United States v. Watson
423 U.S. 411, 96 S. Ct. 820, 46 L. Ed.2d 598 (1976)

  • An informant named Khoury told the postal inspector that Watson had given him stolen credit cards and would give him more.
    • The informant’s information was probably enough to get an arrest warrant, but the postal inspector chose not to bother.
  • Instead, the postal inspector had Khoury set up a meeting with Watson. At the meeting, Khoury gave a signal that Watson had the cards on him. The postal inspectors swooped in and arrested Watson.
    • Watson did not have any stolen credit cards on him.
  • Watson consented to a search of his car. They found stolen credit cards in his car. He was charged with possession of stolen goods.
  • The Trial Court convicted Watson. He appealed.
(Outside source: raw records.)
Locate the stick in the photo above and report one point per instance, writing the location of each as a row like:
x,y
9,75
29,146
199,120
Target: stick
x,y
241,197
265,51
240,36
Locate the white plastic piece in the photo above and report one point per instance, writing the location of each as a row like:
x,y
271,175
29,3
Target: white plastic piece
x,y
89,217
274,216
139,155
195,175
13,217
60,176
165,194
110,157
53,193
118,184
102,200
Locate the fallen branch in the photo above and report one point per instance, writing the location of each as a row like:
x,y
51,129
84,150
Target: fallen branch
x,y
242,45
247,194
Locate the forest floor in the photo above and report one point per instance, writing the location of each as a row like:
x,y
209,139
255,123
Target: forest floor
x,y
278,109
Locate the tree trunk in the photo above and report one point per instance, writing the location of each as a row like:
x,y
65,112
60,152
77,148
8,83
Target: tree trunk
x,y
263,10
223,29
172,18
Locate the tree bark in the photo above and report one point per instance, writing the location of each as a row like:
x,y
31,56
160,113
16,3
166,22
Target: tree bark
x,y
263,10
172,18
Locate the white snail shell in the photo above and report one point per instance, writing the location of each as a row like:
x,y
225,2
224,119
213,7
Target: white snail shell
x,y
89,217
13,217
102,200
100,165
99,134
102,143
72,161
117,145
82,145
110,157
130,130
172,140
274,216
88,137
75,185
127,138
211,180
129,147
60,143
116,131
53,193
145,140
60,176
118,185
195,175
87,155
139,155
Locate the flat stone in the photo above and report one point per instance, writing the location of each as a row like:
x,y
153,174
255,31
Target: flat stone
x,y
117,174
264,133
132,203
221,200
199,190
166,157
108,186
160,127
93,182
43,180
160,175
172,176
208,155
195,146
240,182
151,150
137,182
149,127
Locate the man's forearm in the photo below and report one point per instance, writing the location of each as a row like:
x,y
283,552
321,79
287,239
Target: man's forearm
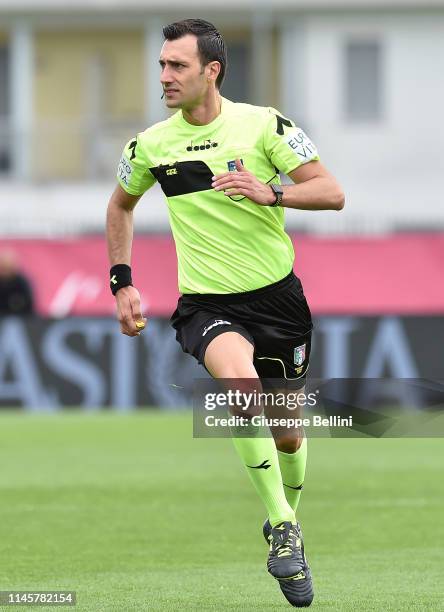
x,y
119,233
318,193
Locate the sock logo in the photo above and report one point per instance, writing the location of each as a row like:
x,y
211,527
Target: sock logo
x,y
263,466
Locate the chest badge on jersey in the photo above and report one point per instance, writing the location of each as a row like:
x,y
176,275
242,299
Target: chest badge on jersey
x,y
232,165
299,355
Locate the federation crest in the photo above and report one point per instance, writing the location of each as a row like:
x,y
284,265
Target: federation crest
x,y
299,355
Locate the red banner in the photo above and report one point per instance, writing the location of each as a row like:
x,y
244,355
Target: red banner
x,y
383,275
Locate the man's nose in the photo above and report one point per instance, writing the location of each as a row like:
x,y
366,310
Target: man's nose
x,y
165,76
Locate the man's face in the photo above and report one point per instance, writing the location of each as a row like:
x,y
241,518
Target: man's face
x,y
183,78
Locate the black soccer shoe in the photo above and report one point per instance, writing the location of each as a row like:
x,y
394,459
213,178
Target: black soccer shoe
x,y
298,590
285,556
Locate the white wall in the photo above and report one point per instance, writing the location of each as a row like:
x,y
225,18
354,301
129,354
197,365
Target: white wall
x,y
392,170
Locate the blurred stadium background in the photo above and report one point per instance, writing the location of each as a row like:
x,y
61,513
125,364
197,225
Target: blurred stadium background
x,y
77,80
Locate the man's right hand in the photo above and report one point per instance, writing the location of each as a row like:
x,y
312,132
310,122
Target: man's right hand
x,y
129,313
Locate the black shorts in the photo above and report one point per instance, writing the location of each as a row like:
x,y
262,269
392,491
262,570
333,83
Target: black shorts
x,y
276,320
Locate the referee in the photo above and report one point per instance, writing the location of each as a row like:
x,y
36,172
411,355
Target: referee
x,y
242,313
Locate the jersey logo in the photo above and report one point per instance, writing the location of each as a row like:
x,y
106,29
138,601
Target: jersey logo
x,y
232,165
299,355
124,170
207,144
183,177
281,121
302,145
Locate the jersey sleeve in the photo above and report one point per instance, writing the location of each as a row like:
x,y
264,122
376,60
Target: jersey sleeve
x,y
286,145
133,171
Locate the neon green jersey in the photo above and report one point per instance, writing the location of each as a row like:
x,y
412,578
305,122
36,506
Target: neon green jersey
x,y
224,244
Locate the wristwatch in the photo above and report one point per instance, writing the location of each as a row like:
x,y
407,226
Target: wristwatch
x,y
278,192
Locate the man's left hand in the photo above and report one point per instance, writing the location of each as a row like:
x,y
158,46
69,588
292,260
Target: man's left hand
x,y
244,183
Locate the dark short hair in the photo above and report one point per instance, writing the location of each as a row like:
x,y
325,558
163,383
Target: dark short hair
x,y
210,44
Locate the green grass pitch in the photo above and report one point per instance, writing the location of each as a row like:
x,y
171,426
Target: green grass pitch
x,y
134,514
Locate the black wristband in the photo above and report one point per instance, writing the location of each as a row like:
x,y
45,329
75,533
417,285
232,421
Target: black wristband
x,y
119,276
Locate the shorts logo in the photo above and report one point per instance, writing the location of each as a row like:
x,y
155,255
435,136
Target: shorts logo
x,y
215,324
299,355
232,165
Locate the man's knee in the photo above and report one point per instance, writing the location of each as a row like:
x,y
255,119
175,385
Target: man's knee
x,y
230,355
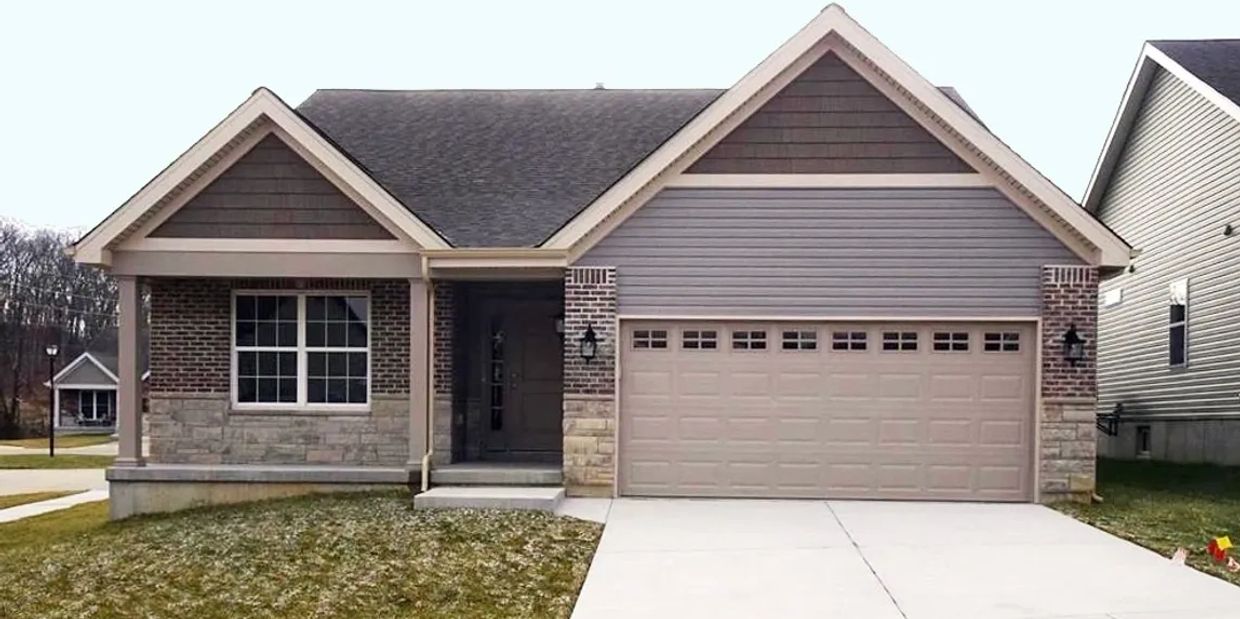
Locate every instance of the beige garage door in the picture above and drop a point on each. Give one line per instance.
(864, 411)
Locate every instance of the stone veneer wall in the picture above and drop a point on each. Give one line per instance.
(190, 416)
(444, 344)
(589, 387)
(1068, 448)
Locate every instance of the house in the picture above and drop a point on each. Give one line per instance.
(830, 279)
(1168, 180)
(84, 397)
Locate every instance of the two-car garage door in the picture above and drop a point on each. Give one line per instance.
(867, 411)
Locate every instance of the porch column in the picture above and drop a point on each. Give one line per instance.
(129, 390)
(419, 369)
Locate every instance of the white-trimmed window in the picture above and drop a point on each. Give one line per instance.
(1177, 324)
(899, 341)
(800, 339)
(301, 350)
(951, 341)
(848, 340)
(1001, 341)
(748, 340)
(646, 339)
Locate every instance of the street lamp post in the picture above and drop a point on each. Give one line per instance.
(52, 350)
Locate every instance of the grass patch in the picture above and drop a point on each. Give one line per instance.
(61, 442)
(1164, 506)
(60, 462)
(15, 500)
(330, 556)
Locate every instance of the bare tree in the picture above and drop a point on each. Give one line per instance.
(45, 298)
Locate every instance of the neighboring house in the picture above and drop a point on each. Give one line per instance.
(1168, 181)
(84, 398)
(826, 280)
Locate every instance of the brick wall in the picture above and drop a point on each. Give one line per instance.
(190, 414)
(590, 300)
(191, 331)
(589, 387)
(1069, 392)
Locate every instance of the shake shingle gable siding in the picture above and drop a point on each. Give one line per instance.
(1215, 62)
(500, 168)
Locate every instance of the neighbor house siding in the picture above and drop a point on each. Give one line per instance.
(86, 374)
(270, 192)
(830, 252)
(1176, 185)
(827, 120)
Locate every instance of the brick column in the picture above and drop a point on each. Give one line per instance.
(442, 357)
(1067, 458)
(589, 386)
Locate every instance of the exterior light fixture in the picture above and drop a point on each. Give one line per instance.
(1074, 346)
(589, 342)
(51, 350)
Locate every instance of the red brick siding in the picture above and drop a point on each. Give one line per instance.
(190, 331)
(445, 307)
(590, 299)
(1069, 297)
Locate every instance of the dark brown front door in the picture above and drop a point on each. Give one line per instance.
(526, 374)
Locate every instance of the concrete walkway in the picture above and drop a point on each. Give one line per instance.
(686, 558)
(35, 509)
(37, 480)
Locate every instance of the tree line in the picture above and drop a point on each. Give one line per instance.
(45, 298)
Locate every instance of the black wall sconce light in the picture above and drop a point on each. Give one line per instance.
(1074, 346)
(589, 342)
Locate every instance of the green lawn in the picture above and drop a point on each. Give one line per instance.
(1163, 506)
(61, 442)
(60, 462)
(15, 500)
(331, 556)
    • Watson argued that the arrest was unconstitutional because the postal inspector did not have a warrant to arrest him. If they hadn’t arrested him he wouldn’t have consented to the search of his car, so all the evidence should be thrown out.
      • Watson argued that the postal inspectors could have gotten an arrest warrant, but failed to do so.
    • 18 U.S.C. §3061 (which authorized postal inspectors) gives them the ability to arrest someone without an arrest warrant, as long as they have probable cause.
  • The Appellate Court reversed. The prosecutor appealed.
  • The US Supreme Court reversed the Appellate Court and upheld the conviction.
    • The US Supreme Court found there was nothing in prior case law to suggest that the 4th Amendment requires a warrant to make an arrest for a felony.
    • Watson unsuccessfully argued that under the ancient common law, the police were only allowed to arrest someone if they had an arrest warrant, or if the person committed a crime in the presence of the police officer, or if there was reasonable grounds to believe that the person had committed a felony.
    • The Court noted that within 48 hours of an arrest, the police have to present the prisoner to a judge for an arraignment to show that there was probable cause to make the arrest, at the time the arrest was made. That functions like a retroactive arrest warrant and helps to deter the police from arresting people wily-nily.
      • See Gerstein v. Pugh (420 U.S. 103 (1975))
  • In a concurrence, it was argued that since the informer gave a signal, the postal inspector had probable cause to make the arrest, and therefore the arrest was legal because it fit into a recognized exception to the warrant requirement. There was no reason to toss out the entire concept that the 4th Amendment requires a warrant to arrest someone.
  • Basically, the police need a warrant to arrest someone because an arrest is a lot like a search and seizure, it is just that the person is being seized, not their stuff. Since the police generally need a warrant under the 4th Amendment to search and seize someone’s stuff, shouldn’t the police also need a warrant to search and seize a person?